Cathepsin S is an elastolytic cysteine protease secreted by mononuclear cells [11] that is active at neutral pH [12], [13]. Circulating levels of cathepsin S have a positive correlation with body mass index (BMI) [6], and the level of cathepsin messenger RNA (mRNA) expression is elevated in subcutaneous adipose tissue from obese subjects [14]. The elevated levels of cathepsin S in human obesity have recently been postulated to be a link between obesity and atherosclerosis [14]. The greater expression of cathepsin S message in the adipose tissue of obese individuals may reflect elevated levels of macrophages, mast cells, and other cells involved in the immune response [15], [16].

Macrophage migration inhibitory factor (MIF) is a proinflammatory cytokine whose serum concentration is elevated in obesity [17]. Uniquely, the circulating concentration of MIF is at least 1000-fold greater than that of IL-6, IL-8, IL-10, or IL-1β. Church et al [7] found that in obese individuals with elevated MIF values, participation in physical activity and a dietary-focused weight management resulted in reductions in both weight and MIF. The presence of MIF in the adipocytes of rodent adipose tissue was originally reported by Hirokawa et al [18]. More recently, Skurk et al [19] reported that both human preadipocytes and adipocytes release MIF.

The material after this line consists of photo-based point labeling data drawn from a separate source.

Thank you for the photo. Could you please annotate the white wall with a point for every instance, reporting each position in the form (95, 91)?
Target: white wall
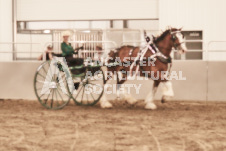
(5, 28)
(86, 9)
(206, 15)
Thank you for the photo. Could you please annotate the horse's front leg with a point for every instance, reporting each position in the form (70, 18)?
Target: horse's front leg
(167, 91)
(104, 103)
(149, 100)
(121, 78)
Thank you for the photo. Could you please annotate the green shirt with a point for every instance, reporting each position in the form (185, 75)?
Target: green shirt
(66, 49)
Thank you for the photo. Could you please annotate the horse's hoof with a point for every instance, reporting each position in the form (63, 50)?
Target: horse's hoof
(106, 105)
(150, 106)
(131, 101)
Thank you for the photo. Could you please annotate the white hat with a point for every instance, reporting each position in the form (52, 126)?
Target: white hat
(66, 33)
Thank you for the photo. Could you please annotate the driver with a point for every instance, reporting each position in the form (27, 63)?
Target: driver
(68, 51)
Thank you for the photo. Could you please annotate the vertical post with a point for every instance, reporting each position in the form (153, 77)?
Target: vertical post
(14, 29)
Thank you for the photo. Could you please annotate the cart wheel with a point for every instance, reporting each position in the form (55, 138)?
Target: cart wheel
(90, 88)
(52, 91)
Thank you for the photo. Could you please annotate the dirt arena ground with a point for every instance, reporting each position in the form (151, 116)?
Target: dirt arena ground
(174, 126)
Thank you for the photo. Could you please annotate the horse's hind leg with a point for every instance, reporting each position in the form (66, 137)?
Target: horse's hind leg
(167, 91)
(149, 100)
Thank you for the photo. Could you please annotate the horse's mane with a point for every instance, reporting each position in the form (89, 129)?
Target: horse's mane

Esposito et al [8] reported that the mean IL-18 serum value was 14 pmol/L in obese women (BMI of 34), which was higher than the value of 7 pmol/L seen in nonobese women (BMI of 24). The AtheroGene investigators suggested that serum IL-18 level is a predictor of death from cardiovascular causes in patients with coronary artery disease [20], [21]. These data suggest that IL-18 could be a link between obesity and increased risk of both diabetes and cardiovascular disease. Skurk et al [22] have even postulated that the increase in serum IL-18 seen in obese humans is due to elevated release by adipocytes.